Back in January, I argued that the Bush "surge strategy" was doomed to failure unless buttressed by active efforts to find a political solution to the Iraq crisis. This week's Congressional testimony by Army Gen. David H. Petraeus, the top U.S. commander in Iraq, and Ryan C. Crocker, the U.S. Ambassador to the country, has failed to prove otherwise.
(There was surprisingly nothing of substance in the Ambassador Crocker's testimony, an unusually empty-worded and boring -- even by diplomatic standards -- recital. The only memorable line has been Crocker's description of Iraq as "a traumatized society", a nice euphemism for more appropriate "failed state.")
Embellished by 13 slides, General Petraeus' oral presentation was better in style, but hardly on substance. I leave it to experts to debate whether General's data do prove that the surge has made Iraq "safer." But I was stunned by his logic: the "surge" (that is, the addition of 30,000 troops) has allegedly reduced "violence" to the levels of the summer of 2006.

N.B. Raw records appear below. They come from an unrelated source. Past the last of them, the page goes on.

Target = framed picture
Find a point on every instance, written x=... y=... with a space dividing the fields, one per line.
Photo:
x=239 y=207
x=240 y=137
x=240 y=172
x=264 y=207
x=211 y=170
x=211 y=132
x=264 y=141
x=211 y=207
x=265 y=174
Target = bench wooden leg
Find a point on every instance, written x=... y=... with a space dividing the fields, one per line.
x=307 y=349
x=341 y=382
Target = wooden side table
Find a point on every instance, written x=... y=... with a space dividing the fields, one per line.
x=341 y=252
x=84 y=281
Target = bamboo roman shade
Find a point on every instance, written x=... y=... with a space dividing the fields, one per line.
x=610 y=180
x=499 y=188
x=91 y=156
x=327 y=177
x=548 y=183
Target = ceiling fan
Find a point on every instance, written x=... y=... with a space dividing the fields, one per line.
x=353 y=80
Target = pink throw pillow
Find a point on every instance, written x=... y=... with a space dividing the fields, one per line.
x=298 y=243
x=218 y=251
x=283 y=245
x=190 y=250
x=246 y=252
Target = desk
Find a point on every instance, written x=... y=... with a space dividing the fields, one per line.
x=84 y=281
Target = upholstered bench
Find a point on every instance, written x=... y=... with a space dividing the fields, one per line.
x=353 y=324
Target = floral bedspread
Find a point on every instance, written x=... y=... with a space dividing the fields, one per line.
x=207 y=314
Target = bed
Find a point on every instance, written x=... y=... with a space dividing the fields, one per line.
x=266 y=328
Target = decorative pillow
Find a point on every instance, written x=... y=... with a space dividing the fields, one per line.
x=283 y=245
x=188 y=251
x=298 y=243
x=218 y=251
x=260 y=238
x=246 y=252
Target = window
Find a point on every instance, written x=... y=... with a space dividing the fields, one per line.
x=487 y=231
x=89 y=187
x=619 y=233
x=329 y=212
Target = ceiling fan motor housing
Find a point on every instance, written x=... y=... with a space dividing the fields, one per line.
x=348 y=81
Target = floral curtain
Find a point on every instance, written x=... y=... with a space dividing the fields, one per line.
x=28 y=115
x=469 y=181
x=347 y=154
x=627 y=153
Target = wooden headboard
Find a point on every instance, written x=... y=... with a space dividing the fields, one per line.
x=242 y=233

Think about it for a moment: not to the zero violence (and we supposedly have liberated the Iraqis from a brutal dictator) and not even to the pre-war violence, but to the levels of the brutal, violent, bloody 2006.
Taking this 2006 level of violence as a benchmark and citing "improvement in security", Petraeus now proposes a troop reduction to their pre-"surge" level. According to his plan, by the summer of 2008, the 2006 level of violence will be maintained not by 160,000, but, rather, by 130,000 troops contingent. In other words, in 2008 we will be again where we were in 2006 -- with the same troops level and with the same level of violence.
Is this "progress"? Is it something worth calling "strategy"?
The absurdity of the "surge strategy" can be summarized in one line from Petraeus' talk:
"Political progress will take place only if sufficient security exist."
Dead wrong. Sufficient security in Iraq -- as in any other troubled spot on Earth -- can be established only after sufficient political progress having taken place. No testimonies -- including tonight's televised address by President Bush -- can change this simple fact.
This quote:
"Think about it for a moment: not to the zero violence (and we supposedly have liberated the Iraqis from a brutal dictator) and not even to the pre-war violence, but to the levels of the brutal, violent, bloody 2006."
Is there any country in the world, in human history that has had zero violence? And you don't believe that getting rid of Saddam and his Sunni dominated spoils systems with its rape rooms and mass graves hasn't "liberated" Iraqis? Enough with the moral equivalience - the standards you hold are too high even for God to satisfy.
And Again - with this 'there's no progress until there's political progress' line - I know when I hear that platitude that the person hasn't thought very hard about what has been going on historically in Iraq and the Middle East. The reason why there is reduced violence in Iraq right now is because the Sunnis and the Shittes find it safer to work with the Americans than to work with Al Qaeda - a terrorist outfit that appeals to the Islamic nationalism of everyone in the MIddle East - Arabs or Persians. Political progress only comes after security progress - when those putting their lives on the line can take the positions necessary for political reconciliation without themselves being murdered and their families tortured.
And it isn't American soldiers that are hunting down those who are interested in peace - it is those that see profit in pitting one sect against another. Every time someone in the West demands the cart before the horse - the terrorists in Iraq win. It's hard to assume many understand this yet insist on the impossible because for them the enemy isn't Al Qaeda, or even Islamic extremism, but America's confronting of it.
And to think I was cruising Russian sites to find someone to interview about the political moves happening in Russia! You're killing me with this thoughtlessness!